[Xorp-hackers] Using Netlink to lookup forwarding entries in Linux kernel

Tue, 21 Oct 2003 12:54:16 -0700

I was playing with testing the FEA when adding/deleting unicast
forwarding entries in the kernel, and I found the following problems
when I use the Netlink mechanism with Linux kernel:

* The kernel doesn't appear to support looking-up of a subnet
  address from user space.
  Example:
  If we install a route entry for 10.30.0.0/16 in the
  kernel, and we send a request to the kernel to lookup subnet
  10.30.0.0/16, we would expect that the kernel will return a
  netlink message that contains the previously installed
  information. E.g., the returned info should contain at least the
  subnet mask length of 24. Instead, the kernel returns the result
  of looking-up address 10.30.0.0/32 which could be different from
  entry 10.30.0.0/16 (e.g, it could based on the info of the more
  specific entry 10.30.0.0/24).
  BTW, the returned 10.30.0.0/32 entry is "cloned" (more on this
  subject later).

  Only if we fetch the whole forwarding table from the kernel, then
  the information for each entry matches the information when it was
  installed.
  After reading the source code for iproute2 (which contains utility
  "ip" and is presumably the example of how to use the Netlink
  interface), I found that the way it supports a command like
  "ip route list exact 10.30.0.0/24" which basically lookup the
  exact network routing entry is to:
  1. Get the whole forwarding table
  2. Go through the list of all entries, and select the one that
  exactly matches the request (if such entry exists).

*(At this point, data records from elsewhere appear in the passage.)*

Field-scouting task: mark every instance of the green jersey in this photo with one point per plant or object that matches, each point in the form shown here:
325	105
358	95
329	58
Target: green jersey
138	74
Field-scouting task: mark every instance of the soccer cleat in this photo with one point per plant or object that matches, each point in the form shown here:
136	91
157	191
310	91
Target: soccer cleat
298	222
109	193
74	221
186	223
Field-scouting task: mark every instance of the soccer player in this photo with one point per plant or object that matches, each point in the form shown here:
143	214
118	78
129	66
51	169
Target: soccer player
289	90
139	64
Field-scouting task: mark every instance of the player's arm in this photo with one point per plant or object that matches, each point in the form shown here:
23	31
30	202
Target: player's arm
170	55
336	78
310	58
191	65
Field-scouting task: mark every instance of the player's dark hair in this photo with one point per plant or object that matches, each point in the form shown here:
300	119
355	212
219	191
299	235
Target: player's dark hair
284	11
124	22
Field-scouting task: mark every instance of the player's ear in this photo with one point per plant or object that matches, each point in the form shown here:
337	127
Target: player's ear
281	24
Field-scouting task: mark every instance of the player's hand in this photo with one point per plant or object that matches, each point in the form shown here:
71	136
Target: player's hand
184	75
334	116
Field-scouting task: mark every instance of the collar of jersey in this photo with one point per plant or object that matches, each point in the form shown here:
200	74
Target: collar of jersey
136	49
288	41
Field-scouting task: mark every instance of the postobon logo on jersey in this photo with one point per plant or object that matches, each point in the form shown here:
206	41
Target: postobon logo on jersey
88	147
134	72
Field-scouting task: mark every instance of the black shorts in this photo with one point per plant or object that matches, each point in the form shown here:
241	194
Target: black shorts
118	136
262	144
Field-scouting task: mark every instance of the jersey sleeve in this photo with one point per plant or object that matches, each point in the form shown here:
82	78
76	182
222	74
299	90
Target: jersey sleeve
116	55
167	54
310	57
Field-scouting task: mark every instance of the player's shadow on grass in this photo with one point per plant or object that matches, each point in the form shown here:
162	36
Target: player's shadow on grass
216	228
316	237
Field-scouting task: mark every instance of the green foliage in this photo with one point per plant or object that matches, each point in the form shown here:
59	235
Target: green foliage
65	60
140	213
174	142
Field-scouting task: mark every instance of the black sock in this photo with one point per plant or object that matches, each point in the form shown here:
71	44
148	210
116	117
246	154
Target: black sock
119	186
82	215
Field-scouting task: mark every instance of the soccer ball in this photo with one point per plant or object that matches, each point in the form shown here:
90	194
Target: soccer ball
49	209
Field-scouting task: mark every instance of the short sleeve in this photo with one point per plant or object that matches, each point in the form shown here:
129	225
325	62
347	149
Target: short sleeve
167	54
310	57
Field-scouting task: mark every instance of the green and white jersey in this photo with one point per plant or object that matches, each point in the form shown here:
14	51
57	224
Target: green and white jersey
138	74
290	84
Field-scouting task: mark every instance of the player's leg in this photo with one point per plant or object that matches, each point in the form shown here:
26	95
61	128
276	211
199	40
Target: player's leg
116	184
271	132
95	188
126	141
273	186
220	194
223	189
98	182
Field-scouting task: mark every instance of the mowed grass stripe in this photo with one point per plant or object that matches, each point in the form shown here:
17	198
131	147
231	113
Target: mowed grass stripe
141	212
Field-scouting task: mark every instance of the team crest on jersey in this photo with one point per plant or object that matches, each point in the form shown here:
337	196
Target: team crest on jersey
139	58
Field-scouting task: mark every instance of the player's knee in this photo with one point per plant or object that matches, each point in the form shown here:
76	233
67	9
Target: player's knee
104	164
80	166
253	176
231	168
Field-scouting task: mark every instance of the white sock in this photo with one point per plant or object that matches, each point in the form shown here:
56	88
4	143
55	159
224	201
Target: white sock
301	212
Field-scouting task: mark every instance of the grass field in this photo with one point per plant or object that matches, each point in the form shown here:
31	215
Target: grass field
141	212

  Obviously, the overhead of always fetching the forwarding table
  and then filtering/selecting at user space may increase
  considerably if the forwarding table size becomes significantly
  large.
  However, I coudn't find any other solution of the problem (no
  documentation, and reading the source code and playing with
  the Netlink interface were frutless), hence I had to use the same
  mechanism inside the FEA.
  On the upside, looking-up a specific subnet address currently is
  needed only for debug purpose, hence I don't expect that we
  should worry much about the overhead of reading the whole
  forwarding table.

* When we lookup a host address from user space, the returned result
  is actually a "cloned" entry inside the kernel. E.g., if we have
  installed 10.30.0.0/16 in the kernel, and we lookup destination
  address 10.30.0.10, the kernel will create internally a cloned
  entry for 10.30.0.10/32, and will return that result.
  However, if we delete entry 10.30.0.0/16, it looks like that the
  cloned 10.30.0.10/32 entry will remain in the kernel for up to 2
  seconds or so, and then it will be automatically deleted.

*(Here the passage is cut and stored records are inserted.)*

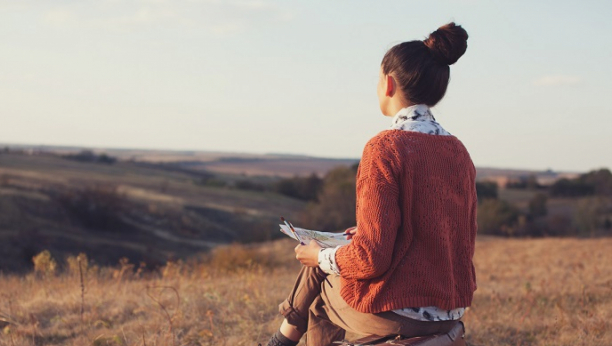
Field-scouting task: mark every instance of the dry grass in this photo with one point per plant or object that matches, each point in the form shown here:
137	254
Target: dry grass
531	292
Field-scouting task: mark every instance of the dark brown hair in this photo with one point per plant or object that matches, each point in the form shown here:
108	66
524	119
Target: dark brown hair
421	67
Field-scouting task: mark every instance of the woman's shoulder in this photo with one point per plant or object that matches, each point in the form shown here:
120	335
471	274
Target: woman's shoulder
395	137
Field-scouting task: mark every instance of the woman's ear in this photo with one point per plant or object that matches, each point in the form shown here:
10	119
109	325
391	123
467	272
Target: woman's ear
390	86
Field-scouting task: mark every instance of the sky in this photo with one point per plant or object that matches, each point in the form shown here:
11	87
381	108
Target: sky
299	77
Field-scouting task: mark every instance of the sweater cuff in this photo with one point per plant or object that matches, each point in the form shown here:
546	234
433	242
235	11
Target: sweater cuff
327	260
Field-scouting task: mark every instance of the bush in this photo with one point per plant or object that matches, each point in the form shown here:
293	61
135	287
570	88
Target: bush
90	156
98	207
537	205
486	190
335	209
589	215
304	188
571	188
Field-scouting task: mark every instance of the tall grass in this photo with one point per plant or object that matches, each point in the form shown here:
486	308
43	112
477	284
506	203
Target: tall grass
530	292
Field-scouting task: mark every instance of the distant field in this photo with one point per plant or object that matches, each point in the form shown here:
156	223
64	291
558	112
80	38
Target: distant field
165	212
530	293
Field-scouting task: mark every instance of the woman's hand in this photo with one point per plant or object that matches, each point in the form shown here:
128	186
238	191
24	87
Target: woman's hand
308	255
350	232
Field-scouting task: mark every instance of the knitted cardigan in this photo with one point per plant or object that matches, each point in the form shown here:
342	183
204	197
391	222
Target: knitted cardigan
416	221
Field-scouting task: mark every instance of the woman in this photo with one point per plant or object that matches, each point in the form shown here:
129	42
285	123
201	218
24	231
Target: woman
408	269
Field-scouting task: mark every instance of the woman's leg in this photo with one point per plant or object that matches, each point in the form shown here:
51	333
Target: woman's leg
385	323
296	309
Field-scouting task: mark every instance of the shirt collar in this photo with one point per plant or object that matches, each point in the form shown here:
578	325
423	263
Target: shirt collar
413	113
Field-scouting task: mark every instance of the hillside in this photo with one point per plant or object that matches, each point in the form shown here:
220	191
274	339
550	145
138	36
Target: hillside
127	209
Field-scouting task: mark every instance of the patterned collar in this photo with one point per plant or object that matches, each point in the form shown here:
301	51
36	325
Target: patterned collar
417	118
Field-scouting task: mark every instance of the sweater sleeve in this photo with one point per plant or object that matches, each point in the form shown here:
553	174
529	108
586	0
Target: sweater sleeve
378	215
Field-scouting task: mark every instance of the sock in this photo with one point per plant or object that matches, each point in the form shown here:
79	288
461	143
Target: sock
278	339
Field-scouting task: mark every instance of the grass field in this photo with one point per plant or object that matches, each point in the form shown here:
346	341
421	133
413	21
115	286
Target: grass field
530	292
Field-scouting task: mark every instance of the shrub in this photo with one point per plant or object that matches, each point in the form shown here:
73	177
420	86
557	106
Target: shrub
486	190
335	209
98	207
537	205
44	264
304	188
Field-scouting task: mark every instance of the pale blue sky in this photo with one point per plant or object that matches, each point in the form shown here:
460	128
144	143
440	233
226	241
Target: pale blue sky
532	90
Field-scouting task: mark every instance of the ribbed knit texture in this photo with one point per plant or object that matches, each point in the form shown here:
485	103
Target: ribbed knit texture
416	221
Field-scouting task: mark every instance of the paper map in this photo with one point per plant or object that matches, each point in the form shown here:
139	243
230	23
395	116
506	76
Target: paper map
325	239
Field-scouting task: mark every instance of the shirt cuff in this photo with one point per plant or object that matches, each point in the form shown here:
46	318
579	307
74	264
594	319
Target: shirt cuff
327	260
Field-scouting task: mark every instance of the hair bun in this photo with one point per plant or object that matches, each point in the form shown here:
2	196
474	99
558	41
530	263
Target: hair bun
448	43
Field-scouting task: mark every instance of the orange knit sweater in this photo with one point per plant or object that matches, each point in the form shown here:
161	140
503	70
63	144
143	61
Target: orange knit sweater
416	221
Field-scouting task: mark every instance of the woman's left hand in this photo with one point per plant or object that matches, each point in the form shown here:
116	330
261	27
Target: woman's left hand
308	255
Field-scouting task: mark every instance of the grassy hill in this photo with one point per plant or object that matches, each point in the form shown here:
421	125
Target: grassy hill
531	292
147	212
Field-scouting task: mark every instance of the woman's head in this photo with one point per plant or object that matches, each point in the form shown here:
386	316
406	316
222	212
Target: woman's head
420	69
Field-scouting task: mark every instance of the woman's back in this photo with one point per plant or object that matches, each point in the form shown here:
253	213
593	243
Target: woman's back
416	233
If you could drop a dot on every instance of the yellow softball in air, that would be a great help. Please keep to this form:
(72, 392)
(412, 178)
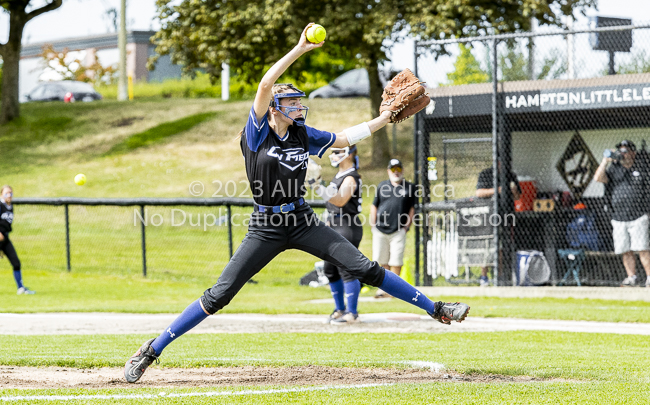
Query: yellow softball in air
(80, 179)
(316, 34)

  Hence, if I try to perform the following test:
  1. Install routing entry for 10.30.0.0/16
  2. Test that the kernel returns a valid route for destination
     10.30.0.10
  3. Delete routing entry for 10.30.0.0/16
  4. Test that the kernel does NOT have a valid route for
     destination 10.30.0.10 (assuming no other matching entries were
     installed previously in the kernel).

  the test will fail at step 4, because the kernel will return the
  obsoleted cloned entry for 10.30.0.10/32.

  Only if I wait at least 2-3 seconds between step 3 and step 4,
  then the test will succeed.
  For now I don't have a reasonable solution of the problem except
  that to explicitly modify the above test such that in step 4 we
  always wait for 3 seconds first before sending the request to the
  FEA.
  However, looking-up a specific host address currently is used only
  for debugging purpose, so I expect that the above behavior
  would create problems only in our test scripts (solvable by the
  "sleep 3" hack).

FWIW, in *BSD the routing sockets interface doesn't appear to have
the above problems.

Any comments or suggestions if we should handle those problems
differently?

Pavlin